There appear to be at least 2, 16, and 6 scientific names for the jujube genus, the jujube and the sour jujube, respectively, due to different classification viewpoints and poor academic exchange in the past. Based on a systematic study of the historical taxonomic literature, Liu et al. affirmed Ziziphus (rather than Zizyphus), Z. jujuba Mill. and Ziziphus acidojujuba Cheng et Liu as the proper scientific names for the jujube genus, the jujube and the sour jujube, respectively10,65,66,67,68,69.

Breeding and character inheritance

Jujube breeding has a long history. However, until the end of the 20th century, the breeding techniques for Chinese jujube had been mainly focused on selection from seedlings, bud mutants, and local germplasm, even though some new techniques had been incorporated into selection breeding, such as marker-assisted identification and standardized techniques. After entering the 21st century, great progress has been made in polyploidy and cross-breeding in jujube. Genetic engineering has also made some advances, but these applications are not yet fully developed.

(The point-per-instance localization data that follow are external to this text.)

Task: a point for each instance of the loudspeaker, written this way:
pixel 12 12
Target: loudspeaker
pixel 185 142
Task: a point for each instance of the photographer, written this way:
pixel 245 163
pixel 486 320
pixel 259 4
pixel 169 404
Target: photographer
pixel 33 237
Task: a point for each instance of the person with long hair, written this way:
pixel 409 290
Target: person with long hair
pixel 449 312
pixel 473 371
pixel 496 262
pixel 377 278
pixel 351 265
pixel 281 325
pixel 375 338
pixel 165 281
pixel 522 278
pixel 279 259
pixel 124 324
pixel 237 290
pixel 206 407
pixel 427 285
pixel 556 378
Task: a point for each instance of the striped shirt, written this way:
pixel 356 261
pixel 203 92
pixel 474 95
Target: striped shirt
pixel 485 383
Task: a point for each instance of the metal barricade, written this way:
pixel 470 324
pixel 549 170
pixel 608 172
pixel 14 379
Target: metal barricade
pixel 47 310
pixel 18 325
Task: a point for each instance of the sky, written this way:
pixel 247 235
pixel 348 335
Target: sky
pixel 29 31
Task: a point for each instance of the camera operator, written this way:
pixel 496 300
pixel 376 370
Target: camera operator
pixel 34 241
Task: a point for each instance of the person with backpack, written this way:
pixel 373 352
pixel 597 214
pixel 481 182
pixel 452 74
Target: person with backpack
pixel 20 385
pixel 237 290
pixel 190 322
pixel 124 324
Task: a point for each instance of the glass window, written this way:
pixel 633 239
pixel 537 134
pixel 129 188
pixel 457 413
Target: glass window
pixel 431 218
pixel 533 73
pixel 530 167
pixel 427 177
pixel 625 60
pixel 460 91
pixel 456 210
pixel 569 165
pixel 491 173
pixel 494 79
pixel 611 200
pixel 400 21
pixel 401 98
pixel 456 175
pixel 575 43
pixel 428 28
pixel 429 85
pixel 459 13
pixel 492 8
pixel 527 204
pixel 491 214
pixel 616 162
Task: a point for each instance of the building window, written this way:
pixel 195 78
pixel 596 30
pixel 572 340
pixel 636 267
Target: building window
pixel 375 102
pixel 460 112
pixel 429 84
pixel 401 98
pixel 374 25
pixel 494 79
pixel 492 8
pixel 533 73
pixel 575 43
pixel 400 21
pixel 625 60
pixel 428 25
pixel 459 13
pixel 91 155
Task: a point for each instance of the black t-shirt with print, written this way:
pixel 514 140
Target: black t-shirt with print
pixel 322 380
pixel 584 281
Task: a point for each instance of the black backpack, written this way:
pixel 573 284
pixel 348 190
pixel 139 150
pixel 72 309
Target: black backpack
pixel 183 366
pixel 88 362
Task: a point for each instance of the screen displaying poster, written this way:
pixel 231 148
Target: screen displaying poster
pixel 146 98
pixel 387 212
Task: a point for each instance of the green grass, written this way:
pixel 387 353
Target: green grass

Upgrading the breeding objectives

Breeding objectives should take into consideration the characteristics of jujube trees, the demands of all related parties, the breeding trends in fruit trees and breeding practices in jujube70. The overall objective should be to meet the various needs of farmers, processers, marketers and consumers. The specific objectives should include outstanding resistance to biotic and abiotic stresses, dwarfing, low branching ability, thornlessness, early bearing, high and stable yields, high quality, stonelessness, high nutrient levels, various ripening times, ease of transport and storage, and multiple-use cultivars. The major requirements to meet farmers’ needs are reducing inputs, increasing output and accelerating economic returns. Good quality, stonelessness, high nutrient levels, and varied ripening times can satisfy consumers, whose demands have become increasingly critical and diversified. Objectives such as tolerance to transportation and long storage life, varied ripening times, and multiple-use cultivars are marketers’ preferences. A revolutionary novel cultivar could simultaneously satisfy the diverse demands of farmers, processers, marketers, and consumers.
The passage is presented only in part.